Retratistas do Morro
João Mendes e Afonso Pimenta: Reflexos da comunidade da Serra em Belo Horizonte (1970-1990)
Curadoria: Guilherme Cunha. Local: Croisière (em cartaz até 5 de outubro)
Concebido em 2015 pelo artista Guilherme Cunha, o coletivo Retratistas do Morro é baseado no compartilhamento colaborativo de conhecimento, mesclando pesquisa fotográfica com engajamento comunitário. Com um extenso arquivo, composto por 250.000 fotografias, convida à reflexão sobre as maneiras como nosso olhar evolui por meio da reavaliação de legados culturais. A exposição homenageia dois fotógrafos fundamentais, que começaram a produzir na década de 1960: João Mendes e Afonso Pimenta. Eles documentaram a vida e a memória dos moradores da comunidade de Serra, uma das maiores favelas do Brasil, localizada em Belo Horizonte.

Seus trabalhos complementam a história recente do Brasil, lançando luz sobre um passado que permanece em grande parte desconhecido para o público em geral, mas que é profundamente representativo da experiência latino-americana. Através das lentes desses dois fotógrafos, as imagens se apresentam como testemunhas das vidas, lutas e conquistas das populações mais sub-representadas do país.
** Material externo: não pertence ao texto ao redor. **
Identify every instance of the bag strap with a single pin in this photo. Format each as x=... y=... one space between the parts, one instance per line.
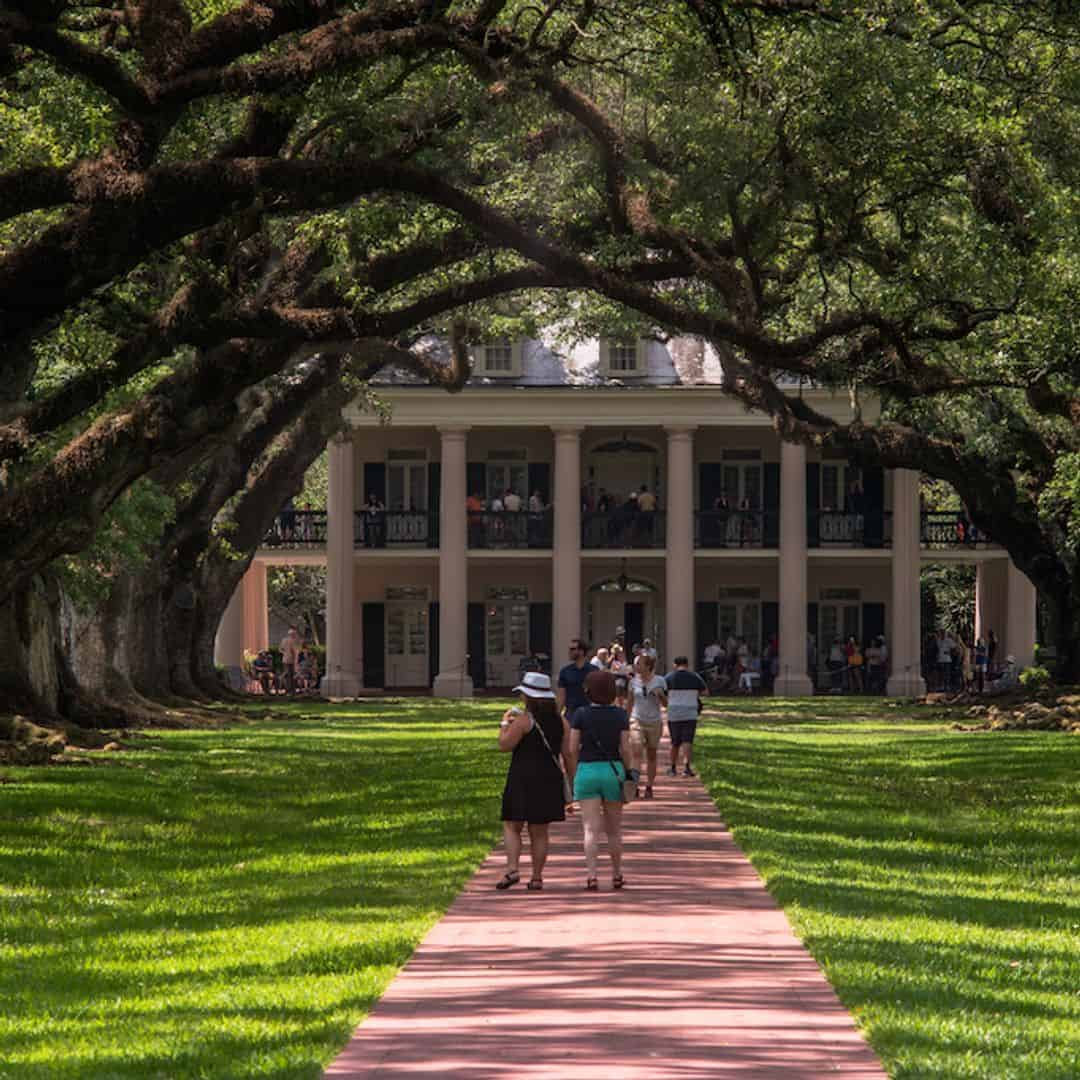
x=539 y=728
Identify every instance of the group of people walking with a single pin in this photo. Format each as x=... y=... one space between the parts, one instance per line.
x=579 y=744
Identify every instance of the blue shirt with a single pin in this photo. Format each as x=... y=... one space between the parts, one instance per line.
x=571 y=678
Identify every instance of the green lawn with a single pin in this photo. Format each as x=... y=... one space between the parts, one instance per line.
x=935 y=876
x=230 y=903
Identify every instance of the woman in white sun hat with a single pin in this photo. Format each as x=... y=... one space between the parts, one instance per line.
x=535 y=794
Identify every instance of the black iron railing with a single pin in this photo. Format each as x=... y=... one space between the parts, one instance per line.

A exposição se baseia em um estudo aprofundado e uma análise meticulosa desses arquivos fotográficos, buscando desvendar suas múltiplas dimensões: seu significado biográfico, a riqueza temática que abrangem e a evolução das perspectivas de João Mendes e Afonso Pimenta sobre o meio ambiente ao longo das décadas de 1970 a 1990.

Ivens Machado (em cartaz até 5 de outubro)
Curadoria: Jean-Marc Prévost. Local: Carré d’Art
Ivens Machado (1942-2015) pertence a uma geração de artistas que ganhou visibilidade na década de 1970, durante a ascensão do regime ditatorial no Brasil. A exposição apresenta uma seleção de trabalhos em vídeo e fotografia que documentam as performances do artista nesse período, nas quais ele empregou o corpo e o gesto performático como expressões de tensões sociais. Questões de violência, repressão e sexualidade são abordadas, muitas vezes de maneira explícita.
Mais tarde, Machado consolidou sua prática escultórica incorporando cimento, tijolos, madeira e ferro – materiais utilizados na construção civil. Suas obras tridimensionais sugerem a presença de corpos, estabelecendo relações entre fisicalidade e construção, arquitetura e ruínas, inclusive, de modo provocativo.